In order to overcome this problem, Alicat’s developer installed a mechanism that allows archivists to dictate their own search terms. So, when we came to test Alicat again, we found that a box had been added to the search function: the highlighted term appeared in this box, and we were able to edit the term and ask Alicat to search for a word or phrase that was more likely to return the desired term. In the case of ‘29 Div’, we knew that it was expressed in AIM25-UKAT as ‘29th Division’, so we changed the search term accordingly, and Alicat retrieved the correct entry:

In the case of our chosen topic, the First World War, this facility has allowed us to locate specific battle names in the AIM25-UKAT data. For instance, the Scope and Content field of one of our collections includes the phrases ‘Battle of the Somme, 1 Jul 1916’ and ‘Battle of the Somme, 4 Jul 1916’. A search for the term ‘Somme’ under the ‘concepts’ category returned the following suggestions from AIM25-UKAT:


Battle of the Somme (1916)

Actions at the Somme Crossings (24-25 March, 1918)
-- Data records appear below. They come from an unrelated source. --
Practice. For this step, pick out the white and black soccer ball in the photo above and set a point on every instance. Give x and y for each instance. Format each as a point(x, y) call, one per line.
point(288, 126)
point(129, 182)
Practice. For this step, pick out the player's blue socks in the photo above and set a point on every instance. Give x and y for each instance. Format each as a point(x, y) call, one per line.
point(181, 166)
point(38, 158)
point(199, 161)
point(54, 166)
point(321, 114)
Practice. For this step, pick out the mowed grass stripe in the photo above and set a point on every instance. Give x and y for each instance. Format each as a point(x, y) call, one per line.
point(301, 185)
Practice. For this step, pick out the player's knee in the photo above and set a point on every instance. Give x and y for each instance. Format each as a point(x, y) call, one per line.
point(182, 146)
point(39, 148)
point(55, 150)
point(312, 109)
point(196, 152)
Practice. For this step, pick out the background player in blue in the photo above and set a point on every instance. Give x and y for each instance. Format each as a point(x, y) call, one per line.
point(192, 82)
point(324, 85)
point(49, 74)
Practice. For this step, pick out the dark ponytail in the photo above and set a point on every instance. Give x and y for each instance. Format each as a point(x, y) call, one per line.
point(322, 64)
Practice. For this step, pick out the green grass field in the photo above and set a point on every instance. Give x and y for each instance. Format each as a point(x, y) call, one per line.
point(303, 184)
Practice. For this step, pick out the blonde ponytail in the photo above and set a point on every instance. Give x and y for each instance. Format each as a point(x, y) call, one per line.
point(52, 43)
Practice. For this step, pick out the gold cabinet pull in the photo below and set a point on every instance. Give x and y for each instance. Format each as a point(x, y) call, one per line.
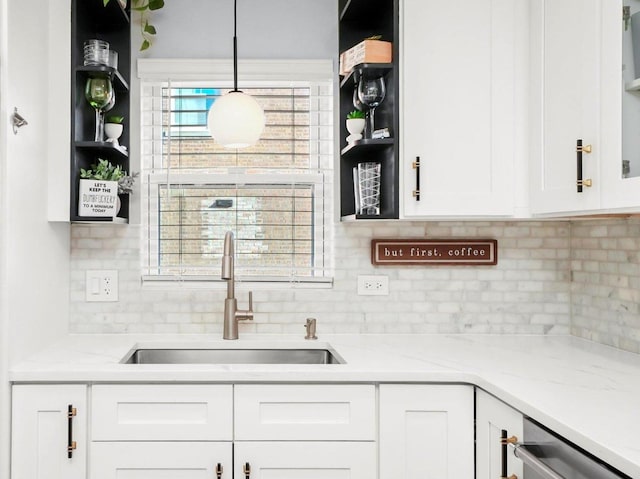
point(71, 444)
point(416, 166)
point(580, 149)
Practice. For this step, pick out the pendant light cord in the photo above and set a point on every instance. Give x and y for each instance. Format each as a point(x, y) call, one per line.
point(235, 46)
Operations on the Somme (1 July-18 November, 1916)

Thiepval Memorial to the Missing of the Somme

One of these terms, ‘Operations on the Somme (1 July-18 November, 1916)’, was added to the index. However, we also wanted to include the broader term, ‘Battles of the Somme, 1916’. The search edit function made this straightforward: it allowed us to change our search term to ‘Battles of the Somme, 1916’. Alicat retrieved an exact match, and we dragged the term into the index.
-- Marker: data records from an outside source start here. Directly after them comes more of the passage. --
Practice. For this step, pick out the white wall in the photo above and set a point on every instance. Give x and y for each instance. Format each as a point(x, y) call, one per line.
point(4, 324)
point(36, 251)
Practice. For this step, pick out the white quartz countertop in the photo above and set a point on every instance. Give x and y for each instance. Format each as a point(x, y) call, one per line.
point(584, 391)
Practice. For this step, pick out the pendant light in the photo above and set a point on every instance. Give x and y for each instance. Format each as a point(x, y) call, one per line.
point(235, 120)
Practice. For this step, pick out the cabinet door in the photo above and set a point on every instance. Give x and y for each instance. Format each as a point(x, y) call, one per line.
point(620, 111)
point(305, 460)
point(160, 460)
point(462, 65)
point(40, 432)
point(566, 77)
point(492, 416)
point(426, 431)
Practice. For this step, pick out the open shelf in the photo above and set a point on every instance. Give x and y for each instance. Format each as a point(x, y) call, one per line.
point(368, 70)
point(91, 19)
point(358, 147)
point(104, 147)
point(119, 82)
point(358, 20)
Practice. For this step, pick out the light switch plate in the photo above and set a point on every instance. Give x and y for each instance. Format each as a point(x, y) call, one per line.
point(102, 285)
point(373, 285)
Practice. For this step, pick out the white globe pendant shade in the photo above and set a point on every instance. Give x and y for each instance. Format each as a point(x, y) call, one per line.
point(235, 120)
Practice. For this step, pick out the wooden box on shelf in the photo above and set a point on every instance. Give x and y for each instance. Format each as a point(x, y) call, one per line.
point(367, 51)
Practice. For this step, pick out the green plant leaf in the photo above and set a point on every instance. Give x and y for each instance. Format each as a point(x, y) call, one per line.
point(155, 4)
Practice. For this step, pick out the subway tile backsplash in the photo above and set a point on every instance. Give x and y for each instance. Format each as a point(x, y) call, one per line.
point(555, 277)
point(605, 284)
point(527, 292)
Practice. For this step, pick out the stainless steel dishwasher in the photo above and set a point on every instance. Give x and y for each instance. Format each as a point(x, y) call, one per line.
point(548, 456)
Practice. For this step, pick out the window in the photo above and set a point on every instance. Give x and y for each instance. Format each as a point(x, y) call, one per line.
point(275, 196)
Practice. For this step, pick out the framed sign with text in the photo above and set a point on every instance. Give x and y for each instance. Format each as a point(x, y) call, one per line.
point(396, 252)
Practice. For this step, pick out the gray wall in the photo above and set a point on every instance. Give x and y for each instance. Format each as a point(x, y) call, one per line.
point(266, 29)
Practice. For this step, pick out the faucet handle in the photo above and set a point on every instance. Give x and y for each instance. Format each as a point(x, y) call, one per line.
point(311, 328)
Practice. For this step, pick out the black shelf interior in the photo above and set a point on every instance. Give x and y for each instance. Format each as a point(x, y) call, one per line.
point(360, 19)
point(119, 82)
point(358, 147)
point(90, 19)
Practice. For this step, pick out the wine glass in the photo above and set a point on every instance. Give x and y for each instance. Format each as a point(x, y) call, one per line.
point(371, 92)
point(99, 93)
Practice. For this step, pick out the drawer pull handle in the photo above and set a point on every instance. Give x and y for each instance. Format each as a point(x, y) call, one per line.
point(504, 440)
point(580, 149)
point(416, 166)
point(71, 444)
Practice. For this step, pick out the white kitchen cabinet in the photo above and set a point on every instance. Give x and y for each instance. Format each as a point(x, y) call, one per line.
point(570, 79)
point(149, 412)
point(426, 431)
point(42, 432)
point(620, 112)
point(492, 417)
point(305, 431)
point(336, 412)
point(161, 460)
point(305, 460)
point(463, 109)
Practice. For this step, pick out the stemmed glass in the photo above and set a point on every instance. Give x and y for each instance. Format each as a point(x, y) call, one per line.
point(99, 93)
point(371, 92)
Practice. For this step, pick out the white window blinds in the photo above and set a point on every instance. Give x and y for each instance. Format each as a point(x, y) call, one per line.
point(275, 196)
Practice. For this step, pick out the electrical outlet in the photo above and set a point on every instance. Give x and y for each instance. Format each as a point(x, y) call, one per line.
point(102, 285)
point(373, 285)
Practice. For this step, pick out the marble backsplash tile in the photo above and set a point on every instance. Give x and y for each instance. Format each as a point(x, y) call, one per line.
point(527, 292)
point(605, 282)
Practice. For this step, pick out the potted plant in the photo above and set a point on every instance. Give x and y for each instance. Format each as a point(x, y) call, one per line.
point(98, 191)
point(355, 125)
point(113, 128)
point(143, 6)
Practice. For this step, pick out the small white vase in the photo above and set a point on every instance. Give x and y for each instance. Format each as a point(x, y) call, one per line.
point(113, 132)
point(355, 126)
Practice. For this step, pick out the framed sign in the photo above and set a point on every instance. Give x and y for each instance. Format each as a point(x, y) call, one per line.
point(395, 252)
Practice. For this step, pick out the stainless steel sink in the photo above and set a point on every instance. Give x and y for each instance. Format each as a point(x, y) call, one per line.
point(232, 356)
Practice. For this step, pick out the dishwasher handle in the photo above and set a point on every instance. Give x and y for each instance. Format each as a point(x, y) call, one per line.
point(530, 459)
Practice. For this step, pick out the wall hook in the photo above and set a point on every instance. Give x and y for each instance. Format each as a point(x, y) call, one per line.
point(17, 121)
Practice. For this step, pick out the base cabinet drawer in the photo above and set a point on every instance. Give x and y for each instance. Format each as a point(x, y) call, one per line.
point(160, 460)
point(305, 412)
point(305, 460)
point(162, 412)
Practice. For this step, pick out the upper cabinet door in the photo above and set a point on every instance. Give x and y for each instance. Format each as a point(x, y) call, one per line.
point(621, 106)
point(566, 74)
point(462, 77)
A separate issue that we encountered during the testing of Alicat was the problem of updating old index terms. When a catalogue is viewed in Alicat, any existing index terms appear in the ‘Index (access points)’ column on the right hand side of the screen. In our case, the index terms dated from when the catalogues were first created. We required a function that would allow us to tag these terms so that they appeared on our website with URIs attached. However, the usual method of dragging these same terms from an ISAD (G) field and into the index resulted in the creation of duplicates. For instance, the term, ‘World War One (1914-1918)’, was already listed in the index of one of our catalogues, but we wanted to create a tagged version of this term, one that would appear on our website with an attached URI. We followed the usual process of highlighting the text and selecting the right match from the list of AIM25-UKAT suggestions. We then dragged the term into our index. The index in Alicat now appeared to have two entries for ‘World War One (1914-1918)’: presumably one with a URI and one without.
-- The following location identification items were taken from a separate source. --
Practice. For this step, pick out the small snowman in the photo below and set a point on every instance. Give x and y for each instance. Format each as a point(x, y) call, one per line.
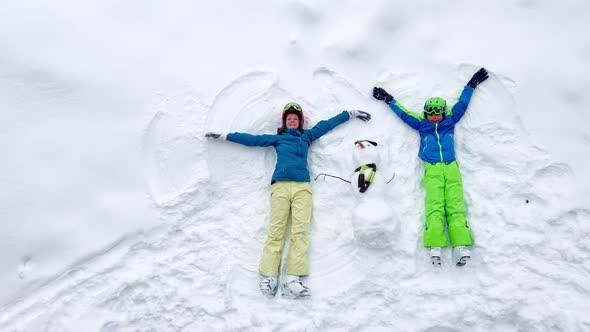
point(374, 220)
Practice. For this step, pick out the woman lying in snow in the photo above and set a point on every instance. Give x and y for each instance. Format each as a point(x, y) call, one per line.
point(291, 191)
point(442, 178)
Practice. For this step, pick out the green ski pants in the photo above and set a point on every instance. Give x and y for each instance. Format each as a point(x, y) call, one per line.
point(294, 197)
point(444, 198)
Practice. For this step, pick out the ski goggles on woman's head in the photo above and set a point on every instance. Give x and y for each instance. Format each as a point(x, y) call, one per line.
point(438, 110)
point(294, 106)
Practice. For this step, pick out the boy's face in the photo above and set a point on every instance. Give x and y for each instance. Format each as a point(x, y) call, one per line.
point(434, 118)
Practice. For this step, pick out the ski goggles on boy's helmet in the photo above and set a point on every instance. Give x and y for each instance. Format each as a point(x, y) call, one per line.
point(435, 105)
point(294, 106)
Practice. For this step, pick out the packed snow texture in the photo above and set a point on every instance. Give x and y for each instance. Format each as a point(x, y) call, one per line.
point(118, 215)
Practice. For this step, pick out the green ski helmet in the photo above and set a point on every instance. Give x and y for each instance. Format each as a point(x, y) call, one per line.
point(435, 105)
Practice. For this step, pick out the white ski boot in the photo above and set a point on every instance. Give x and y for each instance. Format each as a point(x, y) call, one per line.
point(294, 288)
point(268, 285)
point(462, 255)
point(435, 254)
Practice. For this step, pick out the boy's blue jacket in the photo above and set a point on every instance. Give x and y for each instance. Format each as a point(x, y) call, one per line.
point(436, 140)
point(291, 146)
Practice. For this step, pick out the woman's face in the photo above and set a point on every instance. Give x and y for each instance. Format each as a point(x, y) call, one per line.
point(292, 121)
point(434, 118)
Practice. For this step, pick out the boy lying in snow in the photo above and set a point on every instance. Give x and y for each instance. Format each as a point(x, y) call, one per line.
point(442, 178)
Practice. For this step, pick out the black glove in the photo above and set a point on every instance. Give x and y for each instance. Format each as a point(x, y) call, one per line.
point(360, 115)
point(381, 94)
point(478, 77)
point(212, 135)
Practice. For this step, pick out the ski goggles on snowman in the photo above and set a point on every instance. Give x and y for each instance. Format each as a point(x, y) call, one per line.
point(294, 106)
point(433, 109)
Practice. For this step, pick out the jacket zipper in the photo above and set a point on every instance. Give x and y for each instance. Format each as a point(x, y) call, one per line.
point(438, 141)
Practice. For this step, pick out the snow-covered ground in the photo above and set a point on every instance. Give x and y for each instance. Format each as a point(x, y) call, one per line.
point(117, 214)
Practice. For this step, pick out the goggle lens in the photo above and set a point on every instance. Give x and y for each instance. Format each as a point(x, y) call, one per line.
point(433, 110)
point(294, 106)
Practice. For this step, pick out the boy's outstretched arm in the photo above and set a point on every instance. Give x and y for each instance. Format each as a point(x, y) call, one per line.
point(461, 106)
point(408, 117)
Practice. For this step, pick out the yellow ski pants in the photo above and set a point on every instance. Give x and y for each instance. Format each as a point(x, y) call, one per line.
point(295, 198)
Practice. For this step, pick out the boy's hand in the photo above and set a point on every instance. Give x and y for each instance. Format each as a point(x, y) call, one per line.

We reported this issue to Alicat’s developer and he duly provided a new feature that solved the problem. Those terms in the index that had not yet been tagged now had exclamation marks attached to them. When we clicked on the exclamation marks next to the index term, ‘World War One (1914-1918)’, we were given the option of searching AIM25-UKAT for that term. We could then select the term from the list of suggestions and drag it into the index, thereby replacing the untagged ‘World War One (1914-1918)’ with a tagged version.

The term now appeared in the index without exclamation marks – a sign that it had been tagged.

By performing the functions described above, Alicat enables archivists to enhance their catalogues simply and efficiently. No doubt, as further refinements are made, additional features will appear.